[Date Prev][Date Next][Thread Prev][Thread Next][Date Index][Thread Index]
[ossec-list] Re: POP3 brute force rule not firing
- To: ossec-list@xxxxxxxxxxxxxxxx
- Subject: [ossec-list] Re: POP3 brute force rule not firing
- From: Steve West <stevewest15@xxxxxxxxx>
- Date: Wed, 15 Aug 2007 14:42:18 -0400
- Dkim-signature: a=rsa-sha1; c=relaxed/relaxed; d=gmail.com; s=beta; h=domainkey-signature:received:received:message-id:date:from:reply-to:user-agent:mime-version:to:subject:references:in-reply-to:content-type:content-transfer-encoding; b=As+kbasSO0YamKRElvEr8hQSOKnP3uI9MmKwVsm0ZN2Rz/DSOFy4UYN1VITgKriZZWbBFNIcuqSzFbvb9AyUOZA/wjiYnUBTzXwTaMeUZHoY34KRDwzI0Znj1UiuJH9LMQ3Oen+3LI0NbG8kq5dsYvoCBvpObsJN3bC/n+4JT94=
Hi Dave,
Thank you so much for all of your help!
Just for clarification, our vpopmail logs do NOT have the http:// stuff
which I'm seeing being added in your reply.

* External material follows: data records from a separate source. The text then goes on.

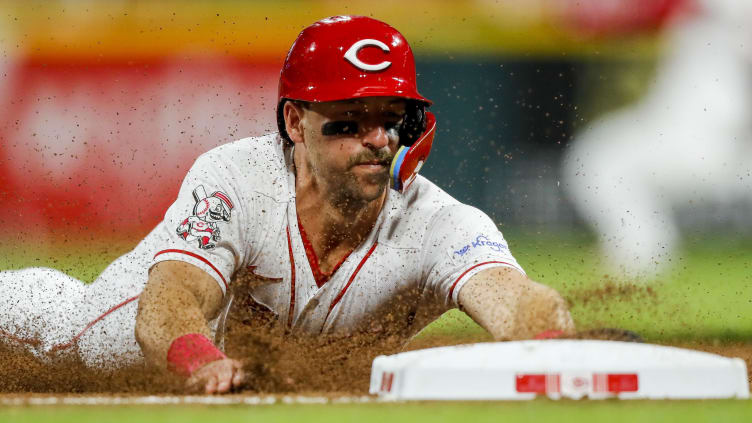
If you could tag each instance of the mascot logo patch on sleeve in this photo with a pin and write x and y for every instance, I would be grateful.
(209, 210)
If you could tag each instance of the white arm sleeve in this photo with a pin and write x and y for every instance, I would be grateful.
(204, 226)
(461, 242)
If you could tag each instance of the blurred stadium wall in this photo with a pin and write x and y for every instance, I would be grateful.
(104, 105)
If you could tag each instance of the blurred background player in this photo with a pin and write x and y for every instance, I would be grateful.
(684, 145)
(372, 261)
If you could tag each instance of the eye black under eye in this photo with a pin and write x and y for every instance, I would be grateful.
(340, 127)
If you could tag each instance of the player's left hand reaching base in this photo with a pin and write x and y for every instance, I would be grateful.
(172, 328)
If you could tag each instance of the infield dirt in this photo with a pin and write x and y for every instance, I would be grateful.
(278, 363)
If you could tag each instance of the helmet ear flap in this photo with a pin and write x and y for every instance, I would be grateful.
(414, 124)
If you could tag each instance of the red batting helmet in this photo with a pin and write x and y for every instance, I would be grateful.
(346, 57)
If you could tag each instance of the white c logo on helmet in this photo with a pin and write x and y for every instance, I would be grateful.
(352, 55)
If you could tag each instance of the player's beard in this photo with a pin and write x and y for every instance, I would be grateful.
(351, 189)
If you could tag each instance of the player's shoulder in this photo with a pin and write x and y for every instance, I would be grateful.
(255, 163)
(424, 208)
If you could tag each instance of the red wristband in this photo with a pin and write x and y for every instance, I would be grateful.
(190, 352)
(549, 334)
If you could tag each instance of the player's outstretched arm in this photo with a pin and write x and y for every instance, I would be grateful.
(510, 306)
(172, 327)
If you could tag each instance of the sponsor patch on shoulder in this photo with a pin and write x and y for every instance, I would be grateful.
(481, 241)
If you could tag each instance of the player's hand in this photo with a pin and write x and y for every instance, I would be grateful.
(217, 377)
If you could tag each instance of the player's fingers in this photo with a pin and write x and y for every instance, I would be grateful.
(225, 376)
(211, 384)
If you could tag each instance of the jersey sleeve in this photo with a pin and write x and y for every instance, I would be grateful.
(461, 242)
(204, 226)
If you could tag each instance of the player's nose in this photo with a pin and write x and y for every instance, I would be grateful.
(376, 137)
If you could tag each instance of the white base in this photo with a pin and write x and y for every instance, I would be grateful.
(557, 368)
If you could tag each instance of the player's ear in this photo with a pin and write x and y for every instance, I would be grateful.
(293, 114)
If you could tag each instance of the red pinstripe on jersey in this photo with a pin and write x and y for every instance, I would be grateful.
(451, 290)
(291, 313)
(194, 255)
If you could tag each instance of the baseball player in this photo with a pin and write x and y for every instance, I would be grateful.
(328, 218)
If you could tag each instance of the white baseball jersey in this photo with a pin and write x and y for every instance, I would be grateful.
(241, 197)
(235, 214)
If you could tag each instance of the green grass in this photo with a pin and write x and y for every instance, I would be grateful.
(542, 410)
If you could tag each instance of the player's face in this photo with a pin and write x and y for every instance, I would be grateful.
(351, 144)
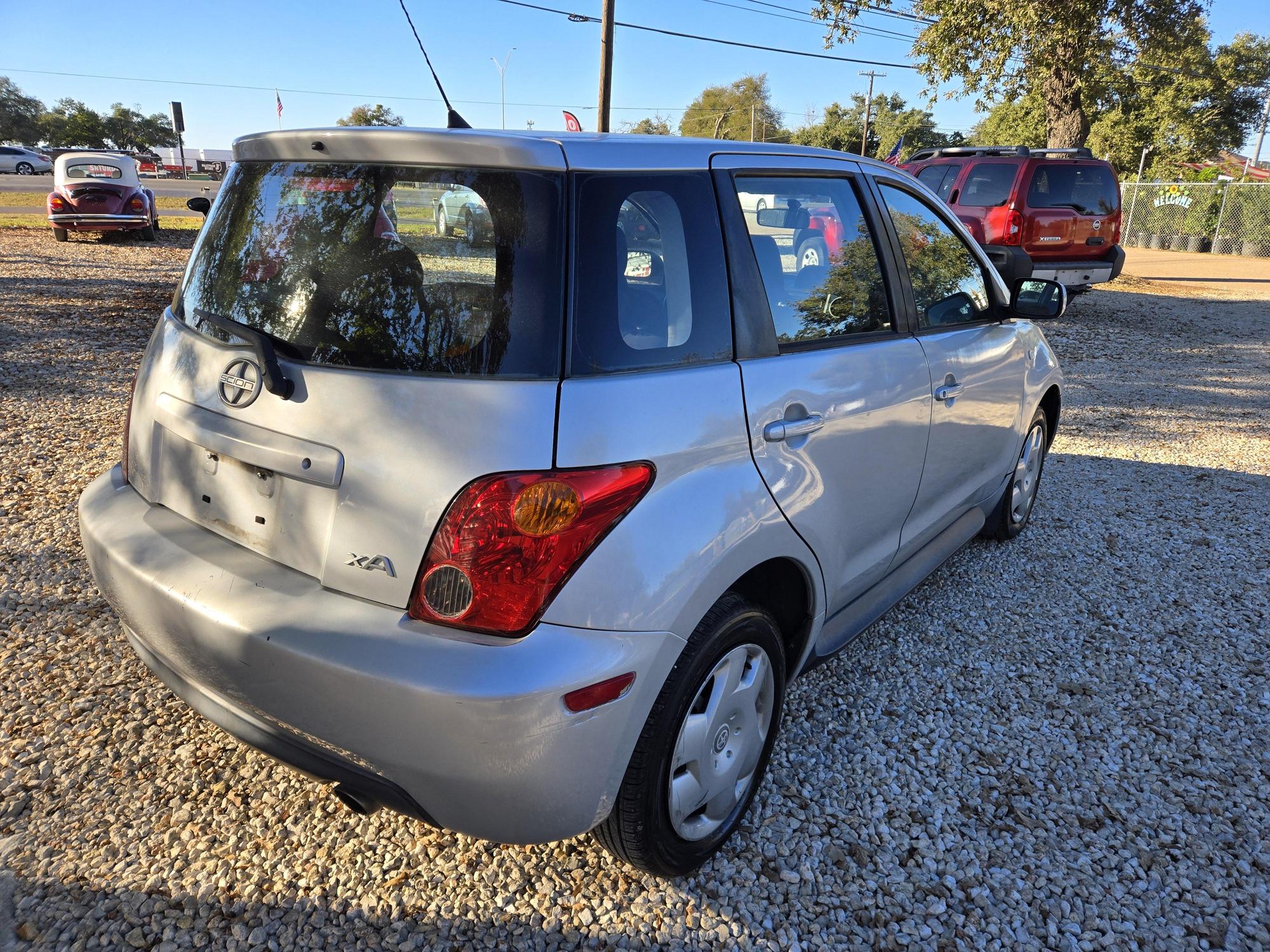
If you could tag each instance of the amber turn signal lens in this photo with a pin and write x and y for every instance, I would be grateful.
(545, 508)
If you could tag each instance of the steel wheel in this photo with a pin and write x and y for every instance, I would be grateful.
(1023, 492)
(721, 742)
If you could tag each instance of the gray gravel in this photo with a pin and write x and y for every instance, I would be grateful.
(1057, 743)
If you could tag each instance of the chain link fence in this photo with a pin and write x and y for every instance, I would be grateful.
(1224, 218)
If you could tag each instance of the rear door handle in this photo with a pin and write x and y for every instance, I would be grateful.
(789, 430)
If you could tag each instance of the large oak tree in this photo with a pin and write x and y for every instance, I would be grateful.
(1003, 50)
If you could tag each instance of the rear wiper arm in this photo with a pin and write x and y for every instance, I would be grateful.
(262, 343)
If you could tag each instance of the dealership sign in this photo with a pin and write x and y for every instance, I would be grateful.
(1173, 196)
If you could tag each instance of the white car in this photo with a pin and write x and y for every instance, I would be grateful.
(25, 162)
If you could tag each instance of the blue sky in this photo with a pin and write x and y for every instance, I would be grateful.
(365, 53)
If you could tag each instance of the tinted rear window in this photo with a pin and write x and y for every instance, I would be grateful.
(427, 271)
(1088, 190)
(940, 178)
(989, 185)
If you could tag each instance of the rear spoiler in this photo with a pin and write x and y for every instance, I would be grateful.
(1020, 152)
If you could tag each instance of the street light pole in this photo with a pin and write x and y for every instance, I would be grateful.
(502, 81)
(864, 140)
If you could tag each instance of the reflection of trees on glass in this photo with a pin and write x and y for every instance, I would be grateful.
(309, 253)
(852, 299)
(939, 263)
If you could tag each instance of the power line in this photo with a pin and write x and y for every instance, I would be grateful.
(585, 18)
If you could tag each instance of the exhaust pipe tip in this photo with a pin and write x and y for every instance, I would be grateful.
(355, 800)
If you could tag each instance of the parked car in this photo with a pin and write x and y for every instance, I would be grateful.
(393, 519)
(464, 209)
(101, 192)
(25, 162)
(1038, 213)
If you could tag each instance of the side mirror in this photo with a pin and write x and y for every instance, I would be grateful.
(1039, 299)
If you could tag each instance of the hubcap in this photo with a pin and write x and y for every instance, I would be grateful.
(721, 741)
(1027, 475)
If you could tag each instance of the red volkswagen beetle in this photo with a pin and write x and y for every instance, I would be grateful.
(101, 192)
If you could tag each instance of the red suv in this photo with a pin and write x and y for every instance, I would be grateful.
(1038, 213)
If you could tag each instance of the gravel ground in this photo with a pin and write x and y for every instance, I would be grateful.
(1057, 743)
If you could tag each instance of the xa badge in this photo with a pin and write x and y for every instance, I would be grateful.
(373, 564)
(241, 384)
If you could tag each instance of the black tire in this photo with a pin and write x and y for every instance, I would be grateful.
(639, 830)
(812, 253)
(1005, 521)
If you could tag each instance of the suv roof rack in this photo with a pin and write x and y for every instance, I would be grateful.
(1022, 152)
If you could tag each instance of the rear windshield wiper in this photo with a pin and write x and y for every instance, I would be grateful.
(262, 343)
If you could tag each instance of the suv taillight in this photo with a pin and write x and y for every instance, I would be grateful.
(509, 543)
(1014, 228)
(128, 426)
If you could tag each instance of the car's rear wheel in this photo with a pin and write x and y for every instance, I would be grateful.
(705, 746)
(1017, 503)
(813, 253)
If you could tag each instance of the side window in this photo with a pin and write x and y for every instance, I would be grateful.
(989, 185)
(940, 178)
(651, 286)
(948, 282)
(816, 257)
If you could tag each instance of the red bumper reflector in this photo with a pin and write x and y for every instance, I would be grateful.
(601, 694)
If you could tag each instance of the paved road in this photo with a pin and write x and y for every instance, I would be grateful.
(161, 187)
(1248, 277)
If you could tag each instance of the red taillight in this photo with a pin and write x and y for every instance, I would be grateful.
(128, 427)
(507, 544)
(1014, 229)
(598, 695)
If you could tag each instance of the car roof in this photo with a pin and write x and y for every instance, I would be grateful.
(510, 149)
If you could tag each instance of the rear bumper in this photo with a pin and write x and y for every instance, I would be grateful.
(1084, 272)
(468, 733)
(98, 223)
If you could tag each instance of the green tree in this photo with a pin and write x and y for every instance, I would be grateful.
(1032, 45)
(732, 111)
(651, 126)
(128, 129)
(891, 120)
(370, 115)
(20, 115)
(72, 125)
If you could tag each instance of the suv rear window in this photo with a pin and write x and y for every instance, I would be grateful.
(1089, 190)
(388, 268)
(989, 185)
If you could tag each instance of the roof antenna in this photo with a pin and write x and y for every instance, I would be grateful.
(454, 121)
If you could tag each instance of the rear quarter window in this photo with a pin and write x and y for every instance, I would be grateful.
(1086, 190)
(651, 281)
(989, 185)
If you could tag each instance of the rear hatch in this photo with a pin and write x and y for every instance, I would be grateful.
(1071, 211)
(418, 362)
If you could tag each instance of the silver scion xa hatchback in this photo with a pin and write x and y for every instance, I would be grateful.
(528, 536)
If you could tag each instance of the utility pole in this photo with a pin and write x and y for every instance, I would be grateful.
(502, 81)
(1262, 135)
(606, 67)
(864, 140)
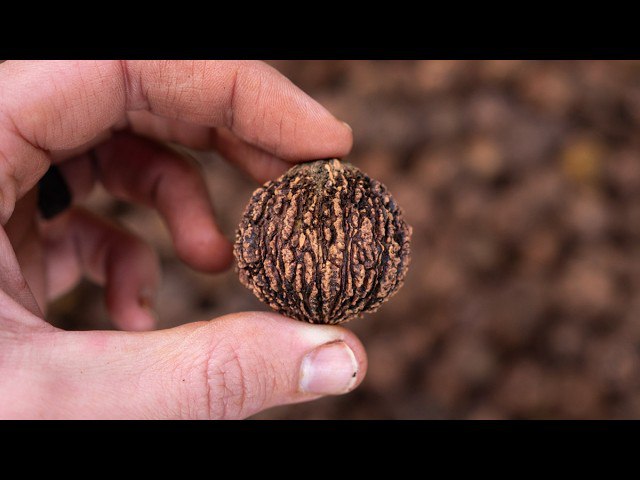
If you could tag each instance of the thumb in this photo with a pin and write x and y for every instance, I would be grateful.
(229, 368)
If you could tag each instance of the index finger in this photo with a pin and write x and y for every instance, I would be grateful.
(54, 105)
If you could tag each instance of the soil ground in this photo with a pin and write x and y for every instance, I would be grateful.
(522, 183)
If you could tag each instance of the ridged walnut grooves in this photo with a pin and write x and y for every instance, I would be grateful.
(323, 243)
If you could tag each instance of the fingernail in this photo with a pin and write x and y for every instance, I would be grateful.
(331, 369)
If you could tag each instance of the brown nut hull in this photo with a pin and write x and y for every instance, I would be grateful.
(323, 243)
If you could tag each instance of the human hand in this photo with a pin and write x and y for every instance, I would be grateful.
(100, 122)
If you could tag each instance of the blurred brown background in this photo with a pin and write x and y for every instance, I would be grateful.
(522, 183)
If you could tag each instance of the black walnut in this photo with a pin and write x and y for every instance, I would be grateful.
(323, 243)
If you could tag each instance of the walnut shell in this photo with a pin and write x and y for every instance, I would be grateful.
(323, 243)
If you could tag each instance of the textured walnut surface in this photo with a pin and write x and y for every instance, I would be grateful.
(323, 243)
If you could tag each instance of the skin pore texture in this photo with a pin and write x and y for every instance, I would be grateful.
(106, 122)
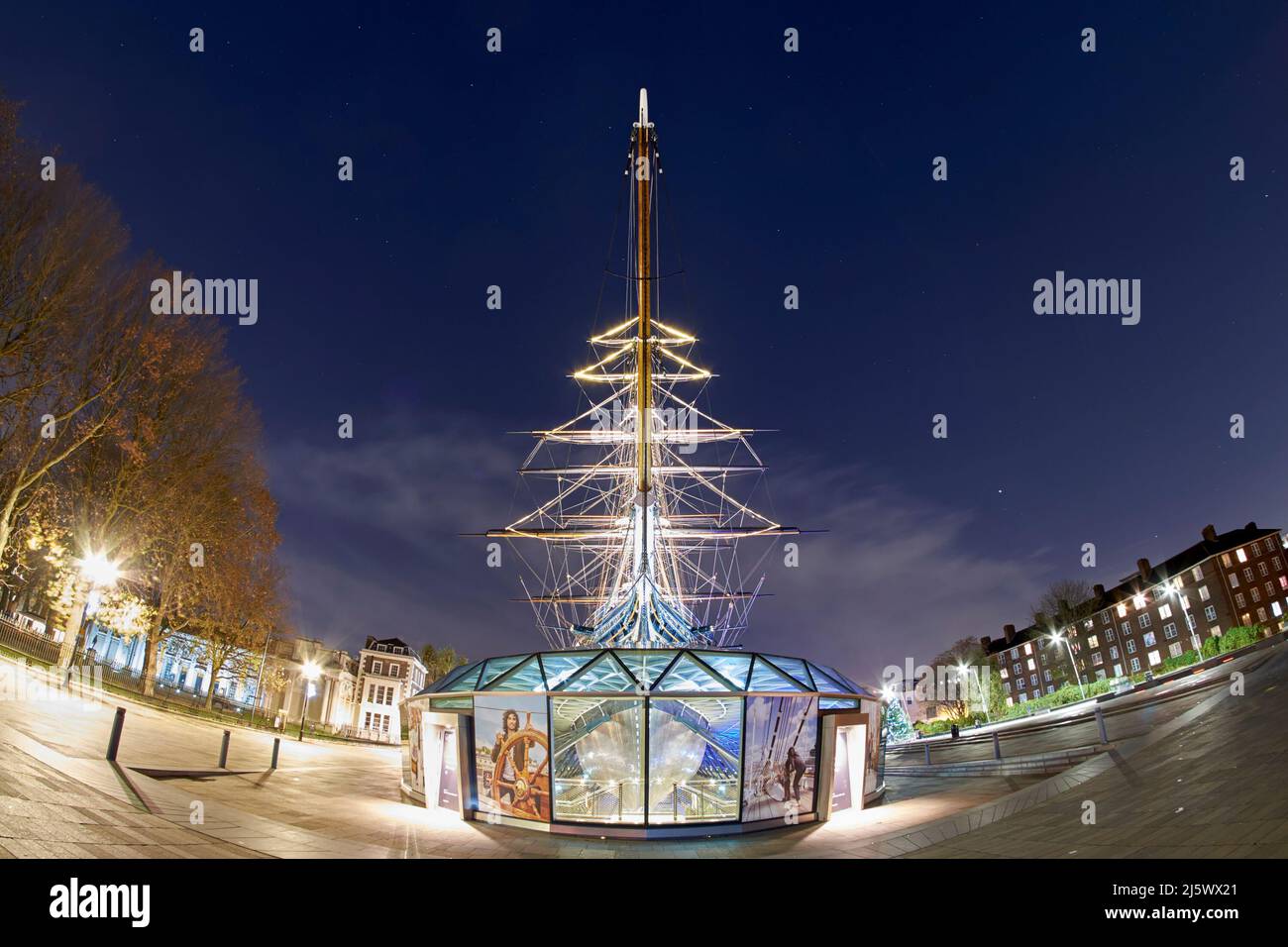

It seems that the OSSEC decoder might need a new rule or updating to
catch pop3 brute force attacks where the attacker doesn't send a domain
name (ie user@:69.3.64.3 ... rather than alan@xxxxxxxxxxxxxx: 69.3.64.3).
Daniel, can the decoder vpopmail rules be edited to catch something like
the following:
user@:x.x.x.x
user@somedomain:x.x.x.x
I think this is achievable if the regex is changed to:
(\S+)@\S*:(\d+.\d+.\d+.\d+)$
What do u think? Can anyone else see a problem with this? So, the
decoder rule would be as follows:
<decoder name="vpopmail-notfound">
<parent>vpopmail</parent>
<prematch>^vchkpw-pop3: vpopmail user not </prematch>
<regex offset="after_prematch">^found
(\S+)@\S*:(\d+.\d+.\d+.\d+)$</regex>
<order>user, srcip</order>
</decoder>
And lastly, how can I add custom decoder rules that would survive OSSEC
updates?
thx,
SW
Dave Lowe wrote:
> Hi Steve
>
> Sorry, I was wrong. I cant get the brute force rule (RuleID 9952) to fire.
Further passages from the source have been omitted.